I conti che non tornano
È davvero curioso l’afflato filosemita della destra postfascista che, da un lato, dichiara l’amore incondizionato per gli ebrei e per Israele e, dall’altro, ama rimembrare un suo nero passato che agli ebrei fa venire i brividi. Una destra che, se non bastasse, nega e disprezza tutto ciò che per gli ebrei riecheggia lo spirito della liberazione e della libertà. Dunque, titolazioni di strade e piazze a Graziani e ad Almirante, difese a spada tratta del Duce e del suo buon nome, e difficoltà a prendere le distanze da frange e fronti dichiaratamente razzisti e antisemiti.
Di fronte ai conti che non tornano c’è di che rimanere perplessi.
A giorni sarà il 25 aprile. Data ancora una volta contesa e contestata. Di solito la si contesta con il ricordo delle foibe, o la si distorce con la propaganda palestinese. Quest’anno se ne vuol fare il giorno del coronavirus, per far cadere nel ridicolo anche questa tragedia dei nostri giorni, ma soprattutto per cancellare dal calendario il giorno della Liberazione. C’è infatti, chi la commemorazione della Liberazione dal nazifascismo non la ama affatto, perché, sembra ovvio, il nazifascismo lo amava e lo sosteneva, e ne rimpiange l’ingloriosa sorte. Dunque, un bel tratto di penna sul 25 aprile.
Alla demagogia di queste proposte squallide e dalle gambe corte, si aggiungono di questi tempi anche la diffusione di articoli di giornali ingialliti con la riproposta di antiche contro-verità: la Liberazione è stata opera degli americani, non della Resistenza; la resistenza fu un fenomeno insignificante; la resistenza fu un’accozzaglia di criminali. Si è già scritto più volte che nella Resistenza c’era di tutto, ma c’era sicuramente anche chi era guidato dall’ideale della libertà, e non tutti erano ‘comunisti assassini’. Il movimento era guidato senza dubbio da ideali di lotta all’oppressione e alla dittatura. Assassini e stragisti e criminali erano invece, senza alcun dubbio, i fascisti e la loro prassi politica. Con qualche rarissima eccezione. Rarissima, e non nel nostro ricordo.
Negare, ora, che la Resistenza abbia fatto la sua parte, pur riconoscendo il contributo fondamentale americano, significa cercare di affossare e delegittimare il ruolo della Resistenza in funzione pro-fascista, visto che, per contro, del fascismo e del suo contributo alla ‘pace’ e alla convivenza civile nulla si dice e nulla si accetta che si dica, a beneficio di un cosiddetto e presunto spirito di ‘pacificazione’ nazionale. Il fascismo, così, ha indossato prima il doppiopetto e ora la felpa.

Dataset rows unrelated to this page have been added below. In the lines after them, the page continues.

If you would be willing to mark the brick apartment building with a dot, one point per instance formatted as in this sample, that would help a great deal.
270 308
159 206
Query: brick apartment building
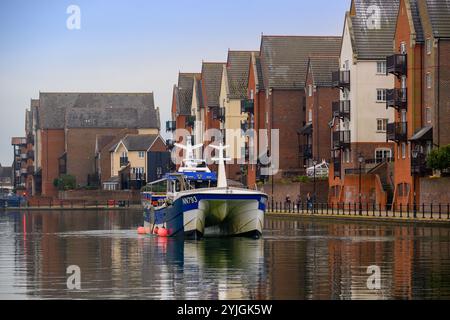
284 65
321 104
361 169
68 124
421 64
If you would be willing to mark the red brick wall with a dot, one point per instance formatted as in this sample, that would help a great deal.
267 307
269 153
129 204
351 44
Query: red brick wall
53 146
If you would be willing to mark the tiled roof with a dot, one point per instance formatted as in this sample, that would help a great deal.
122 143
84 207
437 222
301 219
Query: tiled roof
184 92
439 13
372 43
212 78
284 59
416 20
139 142
321 68
238 66
98 110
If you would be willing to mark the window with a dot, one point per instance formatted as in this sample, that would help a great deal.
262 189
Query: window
429 46
382 155
428 114
429 80
381 67
403 150
382 125
381 95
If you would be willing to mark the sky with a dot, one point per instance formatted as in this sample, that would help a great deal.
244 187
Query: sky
133 45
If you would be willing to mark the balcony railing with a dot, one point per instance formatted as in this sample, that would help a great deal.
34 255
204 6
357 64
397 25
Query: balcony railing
247 106
306 151
397 132
397 98
419 166
218 114
341 79
337 167
396 64
190 121
341 109
341 139
124 161
171 126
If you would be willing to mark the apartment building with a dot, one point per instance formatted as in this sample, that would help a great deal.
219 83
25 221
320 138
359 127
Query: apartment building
420 96
360 171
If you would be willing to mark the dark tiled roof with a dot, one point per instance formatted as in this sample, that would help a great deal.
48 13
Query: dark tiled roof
139 142
285 59
184 92
98 110
212 78
238 66
321 68
373 43
439 13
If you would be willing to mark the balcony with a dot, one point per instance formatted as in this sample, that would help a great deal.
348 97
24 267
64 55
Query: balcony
306 151
247 106
396 65
124 162
341 140
419 166
337 165
397 132
218 114
341 109
171 126
341 79
397 99
190 121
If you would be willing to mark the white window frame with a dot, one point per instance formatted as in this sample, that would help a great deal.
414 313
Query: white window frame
381 93
381 68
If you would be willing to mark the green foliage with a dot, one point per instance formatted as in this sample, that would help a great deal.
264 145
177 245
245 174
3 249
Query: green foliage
65 182
439 159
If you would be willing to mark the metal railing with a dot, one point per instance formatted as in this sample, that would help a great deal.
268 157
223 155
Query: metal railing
426 212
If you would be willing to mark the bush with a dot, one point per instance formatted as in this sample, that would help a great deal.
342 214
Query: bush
65 182
439 159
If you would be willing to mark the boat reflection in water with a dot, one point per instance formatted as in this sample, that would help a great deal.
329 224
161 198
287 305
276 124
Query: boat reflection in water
210 269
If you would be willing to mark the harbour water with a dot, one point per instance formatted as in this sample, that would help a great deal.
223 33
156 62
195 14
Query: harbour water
296 259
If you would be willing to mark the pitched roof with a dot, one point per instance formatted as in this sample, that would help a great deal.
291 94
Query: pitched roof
321 68
370 42
184 91
97 110
285 58
139 142
439 13
212 78
416 20
238 64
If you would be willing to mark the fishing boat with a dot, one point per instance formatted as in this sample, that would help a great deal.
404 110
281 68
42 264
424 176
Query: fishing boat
195 202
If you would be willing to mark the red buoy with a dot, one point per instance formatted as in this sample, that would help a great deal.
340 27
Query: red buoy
163 233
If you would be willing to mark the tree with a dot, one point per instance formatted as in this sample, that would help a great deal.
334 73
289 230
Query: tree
439 159
65 182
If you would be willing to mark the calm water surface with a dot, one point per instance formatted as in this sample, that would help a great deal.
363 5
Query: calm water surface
295 260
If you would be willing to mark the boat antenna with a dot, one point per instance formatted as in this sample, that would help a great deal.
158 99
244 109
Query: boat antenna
222 179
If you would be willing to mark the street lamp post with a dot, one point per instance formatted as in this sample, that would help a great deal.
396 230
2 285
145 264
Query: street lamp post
360 160
415 155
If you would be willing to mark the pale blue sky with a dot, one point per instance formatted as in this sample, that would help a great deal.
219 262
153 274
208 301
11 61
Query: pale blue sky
133 45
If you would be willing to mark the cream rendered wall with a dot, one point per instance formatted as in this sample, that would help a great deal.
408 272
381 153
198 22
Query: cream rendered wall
364 82
233 118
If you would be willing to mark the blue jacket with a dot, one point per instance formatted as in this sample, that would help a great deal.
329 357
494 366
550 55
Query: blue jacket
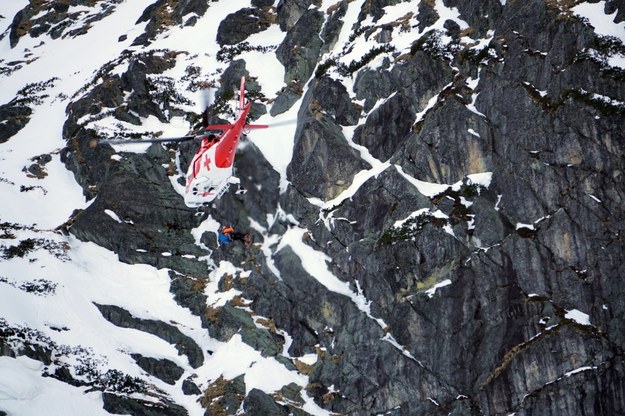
224 239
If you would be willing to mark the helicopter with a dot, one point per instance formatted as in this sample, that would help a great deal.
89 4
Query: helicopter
210 172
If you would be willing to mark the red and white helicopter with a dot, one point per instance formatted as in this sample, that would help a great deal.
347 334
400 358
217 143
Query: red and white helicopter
210 171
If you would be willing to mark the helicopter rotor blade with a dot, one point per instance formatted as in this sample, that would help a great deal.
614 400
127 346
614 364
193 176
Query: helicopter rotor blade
96 142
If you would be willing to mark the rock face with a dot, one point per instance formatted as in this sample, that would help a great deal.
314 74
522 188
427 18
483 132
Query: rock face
498 292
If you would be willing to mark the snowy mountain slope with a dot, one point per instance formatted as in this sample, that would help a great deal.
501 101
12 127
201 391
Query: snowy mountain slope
439 232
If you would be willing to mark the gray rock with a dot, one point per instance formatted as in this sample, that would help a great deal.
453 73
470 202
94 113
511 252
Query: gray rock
14 119
184 344
122 405
258 402
238 26
163 369
301 47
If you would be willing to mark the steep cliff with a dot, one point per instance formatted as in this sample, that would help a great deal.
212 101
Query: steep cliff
439 232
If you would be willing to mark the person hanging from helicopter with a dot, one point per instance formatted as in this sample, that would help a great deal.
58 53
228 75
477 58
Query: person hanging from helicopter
227 235
209 141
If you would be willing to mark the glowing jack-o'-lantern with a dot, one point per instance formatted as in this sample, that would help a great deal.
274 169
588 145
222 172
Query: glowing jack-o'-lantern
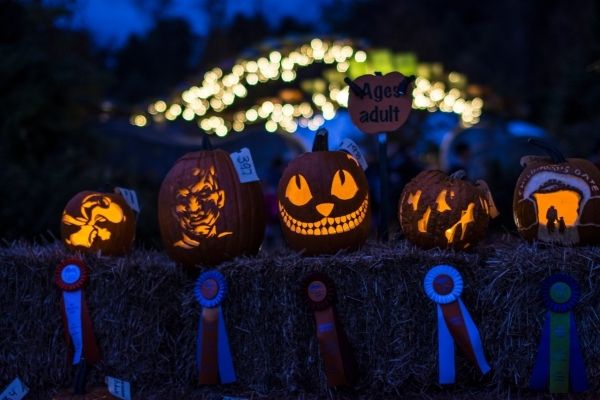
324 201
557 200
437 210
93 221
206 215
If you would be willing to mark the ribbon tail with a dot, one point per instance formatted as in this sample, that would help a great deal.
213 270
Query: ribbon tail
226 369
446 368
577 373
475 339
208 365
91 351
541 370
72 307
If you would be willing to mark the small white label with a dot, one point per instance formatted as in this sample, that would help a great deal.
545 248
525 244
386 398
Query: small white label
242 161
350 147
130 197
118 388
15 391
70 274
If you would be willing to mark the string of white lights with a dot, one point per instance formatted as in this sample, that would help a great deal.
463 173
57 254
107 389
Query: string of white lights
219 91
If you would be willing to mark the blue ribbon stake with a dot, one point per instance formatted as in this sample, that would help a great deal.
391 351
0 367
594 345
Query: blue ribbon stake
213 356
443 284
559 365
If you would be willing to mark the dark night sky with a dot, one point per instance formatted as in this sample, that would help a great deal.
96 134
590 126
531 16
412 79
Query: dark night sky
112 21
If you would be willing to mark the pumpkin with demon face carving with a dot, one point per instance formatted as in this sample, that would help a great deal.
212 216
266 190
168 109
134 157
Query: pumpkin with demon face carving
557 199
324 201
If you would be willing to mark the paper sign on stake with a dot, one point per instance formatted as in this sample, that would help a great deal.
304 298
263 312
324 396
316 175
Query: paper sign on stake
118 388
380 103
15 391
242 161
352 148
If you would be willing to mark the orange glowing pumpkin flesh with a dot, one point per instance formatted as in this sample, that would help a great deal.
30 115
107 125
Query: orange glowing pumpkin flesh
206 215
436 210
558 202
324 203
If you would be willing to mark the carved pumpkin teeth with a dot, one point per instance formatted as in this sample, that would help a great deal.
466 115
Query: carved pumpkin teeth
326 225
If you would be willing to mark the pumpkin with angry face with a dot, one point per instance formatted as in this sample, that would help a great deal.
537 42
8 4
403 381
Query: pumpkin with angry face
96 221
437 210
206 214
324 201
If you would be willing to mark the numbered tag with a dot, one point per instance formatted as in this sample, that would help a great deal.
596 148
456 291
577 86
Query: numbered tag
130 197
242 161
350 147
15 391
118 388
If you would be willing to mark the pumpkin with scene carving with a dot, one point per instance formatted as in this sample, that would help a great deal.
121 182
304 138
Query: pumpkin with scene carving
557 199
437 210
323 200
96 221
206 215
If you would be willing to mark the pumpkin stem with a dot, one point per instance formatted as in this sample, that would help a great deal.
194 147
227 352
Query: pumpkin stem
552 151
460 174
320 143
206 144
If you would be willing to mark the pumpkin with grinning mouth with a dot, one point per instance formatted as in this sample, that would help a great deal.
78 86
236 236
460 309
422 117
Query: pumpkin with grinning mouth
557 200
324 201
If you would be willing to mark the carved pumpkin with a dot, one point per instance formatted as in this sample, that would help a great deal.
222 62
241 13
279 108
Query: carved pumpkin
557 200
95 221
206 215
437 210
323 201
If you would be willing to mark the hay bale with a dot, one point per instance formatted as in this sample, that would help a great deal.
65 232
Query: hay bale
145 319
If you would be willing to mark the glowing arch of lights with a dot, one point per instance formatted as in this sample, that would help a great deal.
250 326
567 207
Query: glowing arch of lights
219 90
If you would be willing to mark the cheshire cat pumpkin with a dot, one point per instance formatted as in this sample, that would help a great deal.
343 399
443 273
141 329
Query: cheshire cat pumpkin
437 210
96 221
557 199
323 200
206 215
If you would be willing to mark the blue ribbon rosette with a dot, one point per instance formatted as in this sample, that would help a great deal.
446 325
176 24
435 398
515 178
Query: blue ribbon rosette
443 284
559 365
213 356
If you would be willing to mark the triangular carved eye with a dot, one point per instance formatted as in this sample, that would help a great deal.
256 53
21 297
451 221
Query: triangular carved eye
297 190
343 185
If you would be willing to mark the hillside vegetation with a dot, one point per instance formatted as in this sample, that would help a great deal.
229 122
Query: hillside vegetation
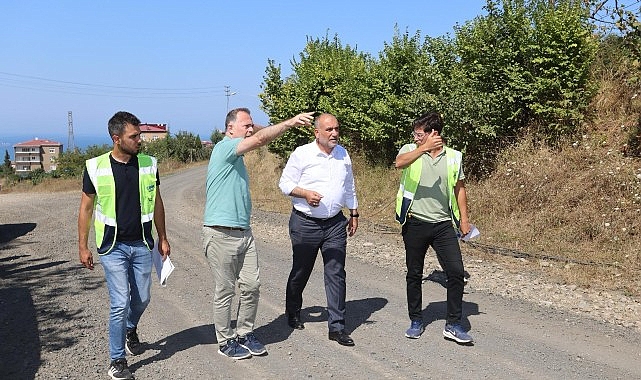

La Resistenza è sotto attacco da anni al solo scopo di delegittimarla per riportare in auge, con ogni pretesto, l’ideale fascista. Quindi: Mussolini ha fatto anche cose buone, i treni arrivavano in orario, la colonizzazione ha fatto il bene dei colonizzati, i fascisti amavano gli ebrei, i fascisti amano Israele; i resistenti, invece, erano tutti comunisti e tutti criminali.
E si cerca di far dimenticare, in tal modo, che a salvare la coscienza degli italiani fu proprio il sacrificio minoritario della Resistenza, senza la quale tutti gli italiani, la loro stragrande maggioranza, sarebbero risultati palesemente fascisti o, quanto meno, conniventi con il fascismo.
La Resistenza ha avuto un sua funzione nell’immediato dopoguerra per salvare la faccia del paese di fronte all’Europa. Ora non serve più, la si può relegare nel dimenticatoio per riconsiderare la storia e rivalutare il bel passato fascista.
La strategia della destra nostalgica è preminentemente demagogica. A darle una mano, poi, è, indirettamente ma in modo sostanziale, la tendenza terzomondista anti-israeliana (non di rado antisemita) di molta sinistra strabica e partigiana (nel senso più deteriore).
Il 25 aprile servirà, se servirà, per ristabilire gli equilibri e riaffermare le verità della storia. Ma arrendersi alla sua negazione non farà bene allo spirito etico e civile del paese.